Crazykatie · 20/01/2022 05:24

My sympathy to HK residents who believed they were going to remain different and separate from the rest of China, it was never going to last long. Those that could establish a bolt hole overseas did, many in Canada others in Aus, NZ and elsewhere, the government has total control and if you don’t agree you are sent to a re-education camp.

That’s the way it is, it’s not even Communism, just rule by a Plutocracy with a leader for life, and we all lap up the cheap goods they produce.

Kokeshi123 · 20/01/2022 08:02

www.ft.com/content/b6394fff-5169-410f-be19-3437b8e0da31

Oh my--people leaving HK are now getting together to charter private jets as it becomes the only way to get their dogs and cats out with them (limited space on limited flights).

Emilyontmoor · 20/01/2022 09:32

Kokeshi Not arguing with you at all in terms of how ridiculous the politically motivated restrictions have become. Interestingly Taiwan seem currently frozen by the breakout of clusters of Omichron from the airport and quarantine hotels into the community. They have not acted as hard and fast to control cases as previously and people I know there are speculating that they are watching and considering a focus on vaccination rates and letting it run in the community as Australia and New Zealand have / are doing.
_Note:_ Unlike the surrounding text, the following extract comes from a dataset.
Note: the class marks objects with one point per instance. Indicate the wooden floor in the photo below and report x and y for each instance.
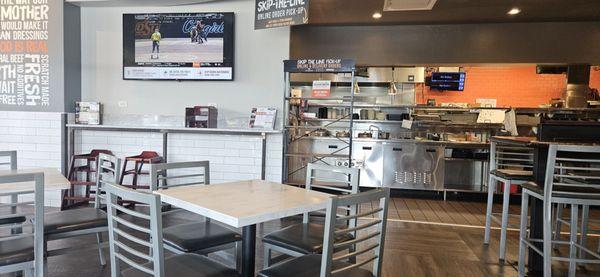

I don’t think many in the U.K. realise that until Hong Kong stopped flights from the U.K. and made life very difficult for the airlines in terms of quarantine requirements for crew, there were 8 flights a day arriving here, with many of those passengers returning expats or coming here on the BNO passport resettlement scheme to escape the political situation. I know many in Hong Kong who are concerned that their political beliefs and actions make them vulnerable to arrest and are therefore unable to stay in their home. Now there seems to be just one Cathay flight so not at all surprised people are looking at chartering and wouldn’t be at all surprised if the clampdown on flights isn’t also motivated by making it more difficult for local people to leave.

CrazyKatie What is your evidence of Hong Kong people being sent to re-education camps? I know many people living there and certainly if you were involved in the protest movements or democracy parties you face arrest. However most like Denise Ho are out on bail. Silenced yes but certainly not the level of suppression seen by the Uyghurs in Xinjiang where it is quite specifically targeted at cleansing their ethnic minority.

Kokeshi123 · 20/01/2022 13:25

Gotta say that if I were Taiwan, I'd want to abandon zero COVID if only in the hope that it might keep the PLA away. "Be warned --- try to invade, and we'll breathe on you " ;)

Kokeshi123 · 20/01/2022 13:33

Secondary schools closing in HK now.